Um trabalho de comunhão conduzido pelo Espírito Santo
O Sínodo, todavia, adverte o Papa, “não é uma reunião de cientistas ou
de políticos. Não é um parlamento: é outra coisa. Nasce da Igreja e terá missão
e dimensão evangelizadora. Será um trabalho de comunhão conduzido pelo Espírito
Santo”. Os temas importantes são os que dizem respeito aos “ministérios da
evangelização e aos vários modos de evangelizar”, explica Francisco, enquanto a
questão dos “viri probati”, a possibilidade de ordenar anciãos e casados onde
faltam sacerdotes, não será um dos temas principais do Sínodo, mas é
“simplesmente um número do Instrumentum Laboris” (Instrumento de
trabalho, ndr).
A Amazónia é decisiva para o futuro do planeta
O Papa explica a escolha de fazer um Sínodo para a Amazónia, uma região
que envolve nove Estados: é “um lugar representativo e decisivo… contribui de
modo determinante para a sobrevivência do planeta. Grande parte do oxigênio que
respiramos é proveniente dali. Eis o motivo porque o desmatamento significa
matar a humanidade. Além disso, efetivamente, a Amazónia envolve nove Estados,
portanto, não diz respeito a uma única nação. Penso na riqueza da
biodiversidade amazónica, vegetal e animal: é maravilhosa”. Francisco diz temer
“o desaparecimento da biodiversidade. Novas doenças letais. Uma deriva e uma
devastação da natureza que poderiam levar à morte da humanidade”.
A política elimine conivências e corrupções
“A ameaça da vida das populações e do território – ressalta ainda
referindo-se à salvaguarda da Amazónia – deriva de interesses económicos e
políticos dos setores dominantes da sociedade.” A política deve “eliminar suas
conivências e corrupções.
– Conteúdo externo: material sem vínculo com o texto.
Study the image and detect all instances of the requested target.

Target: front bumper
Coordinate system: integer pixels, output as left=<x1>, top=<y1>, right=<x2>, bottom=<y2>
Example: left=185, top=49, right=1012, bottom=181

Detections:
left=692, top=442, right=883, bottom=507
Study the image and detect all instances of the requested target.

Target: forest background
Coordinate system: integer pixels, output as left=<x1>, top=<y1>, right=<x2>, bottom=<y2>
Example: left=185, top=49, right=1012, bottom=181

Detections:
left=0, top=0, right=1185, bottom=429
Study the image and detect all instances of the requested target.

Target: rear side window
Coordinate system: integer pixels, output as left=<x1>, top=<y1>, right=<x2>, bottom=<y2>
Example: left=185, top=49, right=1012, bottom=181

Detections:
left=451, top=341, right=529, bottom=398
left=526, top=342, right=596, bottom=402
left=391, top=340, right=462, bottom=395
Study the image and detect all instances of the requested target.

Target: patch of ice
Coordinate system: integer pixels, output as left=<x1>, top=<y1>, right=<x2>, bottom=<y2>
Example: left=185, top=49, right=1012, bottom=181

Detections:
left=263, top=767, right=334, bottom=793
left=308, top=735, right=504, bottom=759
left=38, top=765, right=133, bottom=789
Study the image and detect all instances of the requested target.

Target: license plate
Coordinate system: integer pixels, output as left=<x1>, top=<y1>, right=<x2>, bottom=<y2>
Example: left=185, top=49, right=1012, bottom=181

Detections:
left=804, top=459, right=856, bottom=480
Deve assumir suas responsabilidades concretas, por
exemplo, sobre o tema das minas a céu aberto, que envenenam a água provocando
muitas doenças”.
Confiança nos jovens
A confiança numa nova atitude em relação à Criação vem dos movimentos
juvenis – afirma por fim o Santo Padre –, como o que foi criado por Greta
Thunberg: “Vi um cartaz deles que me impressionou: ‘O futuro somos nós!’”.
Significa promover uma atenção às pequenas coisas diárias que “incidem” na
cultura “porque se trata de ações concretas”.